Yeah, I guess so. Li-Ning designers are all young kids and they’re really excited by the future, grabbing bits of inspiration from trends, Instagram, WeChat, Weibo, whatever it may be. They mash all these things together and sometimes it works, sometimes it doesn’t. We work very closely with them by putting things together, then stripping it right back in order to make sure the shoes still feel new and creative.
Was it a conscious decision to not do so many collaborations?
We’re open to them, but we just want to do the right ones in the right way. We did Stefano Pilati’s Random Identities line, which was very nice and created a lot of attention. The Soulland colab was focused on running and it went extremely well. We have a second release with them coming, which will also include apparel.
We also just entered the skate world with Erik Ellington, so there’s a whole other area for Li-Ning to explore.
We want to stay focused and make sure we do that totally authentically.
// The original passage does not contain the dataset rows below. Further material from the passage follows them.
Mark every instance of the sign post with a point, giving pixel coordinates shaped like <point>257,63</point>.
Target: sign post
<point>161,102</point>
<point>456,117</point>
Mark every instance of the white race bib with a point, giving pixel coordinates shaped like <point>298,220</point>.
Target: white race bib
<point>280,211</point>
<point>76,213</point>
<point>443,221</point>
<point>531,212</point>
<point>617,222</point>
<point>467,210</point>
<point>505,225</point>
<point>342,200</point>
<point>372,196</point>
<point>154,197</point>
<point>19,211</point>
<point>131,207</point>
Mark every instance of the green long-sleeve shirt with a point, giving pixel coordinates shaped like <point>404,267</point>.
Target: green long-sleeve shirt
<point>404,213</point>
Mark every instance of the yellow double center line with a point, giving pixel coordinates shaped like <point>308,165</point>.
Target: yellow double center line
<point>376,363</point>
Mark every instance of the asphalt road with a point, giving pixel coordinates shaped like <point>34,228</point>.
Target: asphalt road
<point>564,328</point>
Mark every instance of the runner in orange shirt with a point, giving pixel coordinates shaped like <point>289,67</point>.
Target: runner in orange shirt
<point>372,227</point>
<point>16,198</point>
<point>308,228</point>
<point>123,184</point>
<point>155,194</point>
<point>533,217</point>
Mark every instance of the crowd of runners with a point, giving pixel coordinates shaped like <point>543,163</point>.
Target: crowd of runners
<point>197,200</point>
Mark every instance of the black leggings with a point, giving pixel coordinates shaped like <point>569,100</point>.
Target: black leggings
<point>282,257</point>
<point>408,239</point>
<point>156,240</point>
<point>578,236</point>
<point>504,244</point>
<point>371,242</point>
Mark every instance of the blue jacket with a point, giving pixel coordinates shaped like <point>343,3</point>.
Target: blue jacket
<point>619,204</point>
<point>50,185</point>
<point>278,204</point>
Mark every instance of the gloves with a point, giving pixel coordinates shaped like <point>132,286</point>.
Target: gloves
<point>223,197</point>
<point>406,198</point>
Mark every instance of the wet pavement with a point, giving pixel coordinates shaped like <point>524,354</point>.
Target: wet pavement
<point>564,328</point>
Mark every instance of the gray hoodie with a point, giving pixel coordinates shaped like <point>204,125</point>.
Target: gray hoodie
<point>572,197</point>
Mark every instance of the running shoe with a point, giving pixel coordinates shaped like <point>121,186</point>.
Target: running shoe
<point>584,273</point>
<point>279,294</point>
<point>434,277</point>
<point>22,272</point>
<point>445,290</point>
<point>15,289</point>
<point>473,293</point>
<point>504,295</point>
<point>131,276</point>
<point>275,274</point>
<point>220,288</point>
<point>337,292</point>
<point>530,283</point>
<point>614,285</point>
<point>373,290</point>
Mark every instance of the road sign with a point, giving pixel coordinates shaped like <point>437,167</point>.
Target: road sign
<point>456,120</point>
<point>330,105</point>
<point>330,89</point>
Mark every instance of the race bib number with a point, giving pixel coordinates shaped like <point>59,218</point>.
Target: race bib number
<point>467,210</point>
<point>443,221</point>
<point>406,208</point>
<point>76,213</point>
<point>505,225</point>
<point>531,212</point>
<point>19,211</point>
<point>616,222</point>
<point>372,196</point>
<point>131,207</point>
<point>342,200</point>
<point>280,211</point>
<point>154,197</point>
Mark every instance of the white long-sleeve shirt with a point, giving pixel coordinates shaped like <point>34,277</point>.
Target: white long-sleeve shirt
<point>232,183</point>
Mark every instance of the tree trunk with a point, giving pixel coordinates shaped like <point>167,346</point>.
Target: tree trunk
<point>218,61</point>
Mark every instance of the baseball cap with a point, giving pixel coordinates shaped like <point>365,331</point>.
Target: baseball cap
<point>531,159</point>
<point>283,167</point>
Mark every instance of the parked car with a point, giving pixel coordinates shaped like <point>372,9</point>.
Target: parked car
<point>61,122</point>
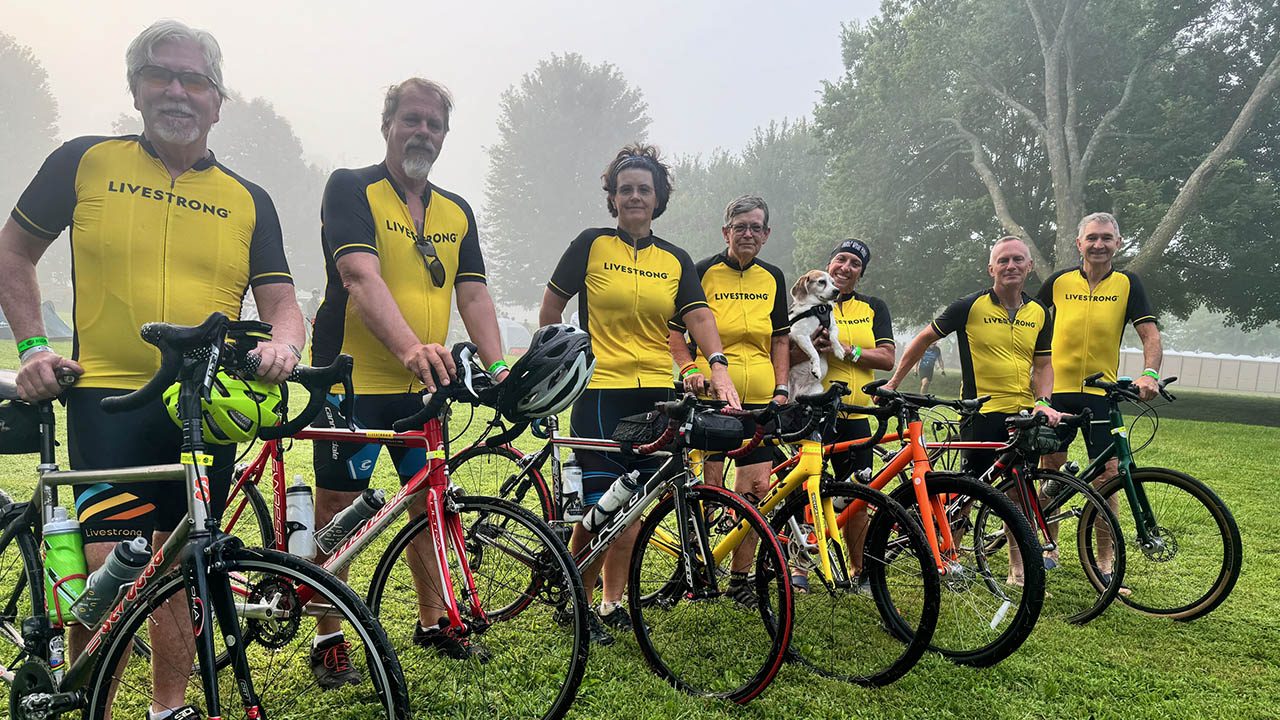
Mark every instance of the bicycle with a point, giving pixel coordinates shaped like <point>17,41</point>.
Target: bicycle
<point>510,584</point>
<point>984,614</point>
<point>242,605</point>
<point>690,630</point>
<point>1185,547</point>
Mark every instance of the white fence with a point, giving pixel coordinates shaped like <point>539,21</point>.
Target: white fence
<point>1232,373</point>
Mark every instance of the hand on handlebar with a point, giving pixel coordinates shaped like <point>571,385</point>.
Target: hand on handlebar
<point>430,363</point>
<point>275,361</point>
<point>39,377</point>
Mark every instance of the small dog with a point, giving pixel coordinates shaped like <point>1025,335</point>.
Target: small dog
<point>813,290</point>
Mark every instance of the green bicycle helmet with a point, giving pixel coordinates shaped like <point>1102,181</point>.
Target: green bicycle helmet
<point>236,409</point>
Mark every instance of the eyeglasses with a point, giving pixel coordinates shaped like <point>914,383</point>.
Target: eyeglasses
<point>156,76</point>
<point>740,228</point>
<point>426,249</point>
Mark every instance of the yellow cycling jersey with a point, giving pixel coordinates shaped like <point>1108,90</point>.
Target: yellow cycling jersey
<point>997,349</point>
<point>1089,323</point>
<point>631,291</point>
<point>147,246</point>
<point>365,210</point>
<point>864,322</point>
<point>750,310</point>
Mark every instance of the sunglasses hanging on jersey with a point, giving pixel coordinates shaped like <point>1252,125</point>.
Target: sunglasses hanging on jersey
<point>426,249</point>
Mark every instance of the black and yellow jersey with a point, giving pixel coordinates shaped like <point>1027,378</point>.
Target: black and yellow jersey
<point>365,210</point>
<point>147,247</point>
<point>996,350</point>
<point>1088,324</point>
<point>864,322</point>
<point>630,294</point>
<point>750,310</point>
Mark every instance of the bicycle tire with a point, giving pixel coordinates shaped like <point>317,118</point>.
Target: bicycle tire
<point>531,597</point>
<point>1082,589</point>
<point>983,616</point>
<point>677,627</point>
<point>483,470</point>
<point>1175,578</point>
<point>278,647</point>
<point>865,636</point>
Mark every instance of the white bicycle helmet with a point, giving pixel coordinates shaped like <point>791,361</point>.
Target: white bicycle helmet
<point>551,376</point>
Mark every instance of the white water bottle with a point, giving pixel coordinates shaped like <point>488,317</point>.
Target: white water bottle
<point>300,515</point>
<point>618,492</point>
<point>571,488</point>
<point>344,523</point>
<point>104,586</point>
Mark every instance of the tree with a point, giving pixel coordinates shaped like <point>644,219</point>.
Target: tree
<point>259,145</point>
<point>557,131</point>
<point>782,164</point>
<point>958,119</point>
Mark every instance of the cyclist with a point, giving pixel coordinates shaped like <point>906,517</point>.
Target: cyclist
<point>160,231</point>
<point>931,360</point>
<point>397,251</point>
<point>631,287</point>
<point>748,297</point>
<point>1005,351</point>
<point>864,327</point>
<point>1091,306</point>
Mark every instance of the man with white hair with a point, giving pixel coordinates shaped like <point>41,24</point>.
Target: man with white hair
<point>160,232</point>
<point>398,250</point>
Erik is amazing, all the content that he’s been creating for us around the launch looks really good. Aside from that, we are in conversations with different partners, so we’ll see what happens. I’m definitely not in favour of doing a colab just for the sake of it.Liad Krispin
The list of retailers is pretty impressive. It’s not easy getting into Kith.
The reality is that it’s harder to get into sneaker stores than it is to get into fashion accounts. The fact that we created these elevated products and showed them on runways made those retailers take notice, but we waited two or three seasons before we presented to them, so we created some demand first. The sell-through has been really good. They see the potential in a sports brand that has a new story to tell and a fresh aesthetic. The strategy was always to start with the ‘forward-thinking’ range and then open the brand up more down the line.
Is there one Li-Ning shoe that you think has the potential to become a mainstream success?
Yes. One thing we realised early on was that the Furious Rider was a franchise we needed to develop, so there are now many iterations, some of which are quite wearable. That’s definitely one shoe I would say has long-term appeal. In China, they’re constantly moving it forward but in the West, we’re constantly trying to pull it back a bit to embed the shoes into people’s brains. The sense of balance is the key. We try to teeter between the two, depending on the trends, so we can test what is working and what isn’t. I think the brand will continue to evolve with what consumers want. I don’t think we will just become crazier and crazier, because at some point, the trends will move towards something simpler.
You’ve made enormous progress but sometimes the biggest challenge is to push up into another level. What does the future look like at Li-Ning?
We wanted to establish the brand on a high level, which is where we are at the moment, but in a way that is totally stable and strong. Li-Ning is a sports brand at the end of the day, so while it’s nice to focus on the top end of fashion, we want the sports side recognised as well. I have my own ideas and things I would like to do, but it’s step-by-step. At some point, we’ll open our own stores as well.
China is still the most important market and Li-Ning is conquering it extremely well, but more needs to be done. There’s a sense of pride in the heritage and they want to bring that out in the products. In the past we would have expected a Chinese brand to just copy things, so Li-Ning’s goal has always been to create a new aesthetic that is obviously very Chinese, but also contemporary. So far, I think that we’ve accomplished this, but let’s see. We really just want to keep surprising people!